Originally posted in the Petersburg Progress-Index.
It wasn’t until I fractured my hip that I realized I’d been physically compensating for my muscular dystrophy by putting more pressure on my bones all my life. To meet their own challenges, a lot of people in this country are economically compensating: risking their retirement to pay for their kids’ college, borrowing money to cover stagnant paychecks, even going hungry to afford their medicine.
We can relieve some of that economic pressure on working families with the right taxing and spending policies.
There was general celebration in Washington, D.C. recently when the federal government adopted a budget without the unnecessary pain of a government shutdown. But that budget did nothing to correct another kind of unhealthy compensation: asking too much of working people in cuts to important services because politicians are demanding too little in taxes from big corporations and the wealthy.

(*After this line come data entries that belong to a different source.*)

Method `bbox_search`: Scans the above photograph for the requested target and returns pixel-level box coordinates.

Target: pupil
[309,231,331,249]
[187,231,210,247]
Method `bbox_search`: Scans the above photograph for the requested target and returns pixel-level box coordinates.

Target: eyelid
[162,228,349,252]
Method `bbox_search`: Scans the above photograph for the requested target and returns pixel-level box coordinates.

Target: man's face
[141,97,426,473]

Over the past five years of reducing federal deficits, spending cuts have done 80 percent of the work. Trillions of dollars have been slashed from services that give working families a hand up and from military spending. There have been fewer kids attending preschool, fewer hot meals delivered to homebound seniors, fewer families finding their way into permanent homes. Meanwhile, profit-stuffed multinational corporations have contributed nothing to the effort.
We could start fixing this imbalance by simply collecting the taxes corporations already owe but haven’t paid. Thanks to a giant loophole in the tax code, multinational corporations can indefinitely avoid paying U.S. taxes on profits kept offshore. Little wonder those overseas corporate earnings have grown to a staggering $2.1 trillion—and the unpaid tax bill has grown to an almost equally staggering $600 billion. Apple Corporation, alone, owes almost $60 billion.

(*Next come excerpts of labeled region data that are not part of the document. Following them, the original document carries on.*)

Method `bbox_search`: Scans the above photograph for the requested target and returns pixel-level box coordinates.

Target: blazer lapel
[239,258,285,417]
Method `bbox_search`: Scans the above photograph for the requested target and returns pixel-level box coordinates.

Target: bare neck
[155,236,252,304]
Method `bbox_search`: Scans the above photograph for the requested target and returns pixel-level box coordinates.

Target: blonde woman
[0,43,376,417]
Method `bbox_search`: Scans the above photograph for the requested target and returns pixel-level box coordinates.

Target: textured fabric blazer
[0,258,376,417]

Those uncollected taxes would go a long way towards rebalancing the playing field for those of us who are not corporate CEOs or Wall Street millionaires. I’m particularly aware, from personal and professional experience, of the disability community’s daily struggles for accessible housing, reliable transportation and other elements of a good life most people take for granted.

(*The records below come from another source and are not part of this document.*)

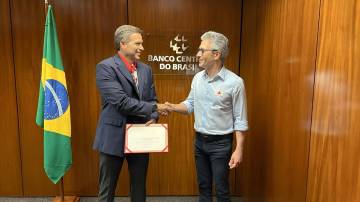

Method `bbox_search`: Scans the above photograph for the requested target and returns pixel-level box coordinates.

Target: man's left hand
[145,119,156,126]
[229,149,242,169]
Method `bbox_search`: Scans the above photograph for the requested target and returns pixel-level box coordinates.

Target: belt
[196,132,233,142]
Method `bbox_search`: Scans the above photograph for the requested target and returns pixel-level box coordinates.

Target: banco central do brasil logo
[44,79,69,120]
[170,34,189,55]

But corporate tax dodging hurts everyone. Across Virginia, hospitals and clinics are closing; Richmond schools are overcrowded and, in Petersburg-area schools, extracurricular activities are always on the chopping block.
There’s been talk in D.C. about tapping some portion of that $600 billion to pay for highway repair and maintenance. But the proposals all involve forgiving the vast majority of the bill–$400 billion or more. It is beyond me to figure out why we would reward tax-dodging corporations with a huge tax cut when we need resources for vital public services.
But that’s probably because I’m not a K Street lobbyist. They’re the ones who’ve convinced the politicians that the real problem isn’t unpaid corporate taxes, but it is the corporate tax rate almost no one pays.
Some of the biggest corporate advocates for cutting the official 35 percent rate have the most loot offshore, on which they’ve paid no U.S. taxes. (They have paid just 6 percent in taxes to foreign governments, mostly tax havens). Overall, U.S. corporations get off pretty lightly: a government study found that in one recent year they paid U.S. taxes at only a 13 percent rate.
And some corporations ignore their tax obligations entirely. Over a recent five-year span, several dozen—including such familiar names as Boeing, General Electric and Verizon—paid precisely zero in federal income taxes, according to a report from Citizens for Tax Justice.
Today, kids with muscular dystrophy are taught how to move in ways that don’t overstress their bones. It’s possible for them to learn healthier, more balanced habits than we learned when I was young.
Virginia’s U.S. Sen. Mark Warner can help create a more balanced taxing-and-spending policy from his position on the Finance Committee. Washington policy makers must learn to stop relying on the sacrifice of the young, elderly, disabled, and working people to fill budget holes. Instead, they need to build budgets based on a fair and adequate tax contribution from the wealthy and big corporations.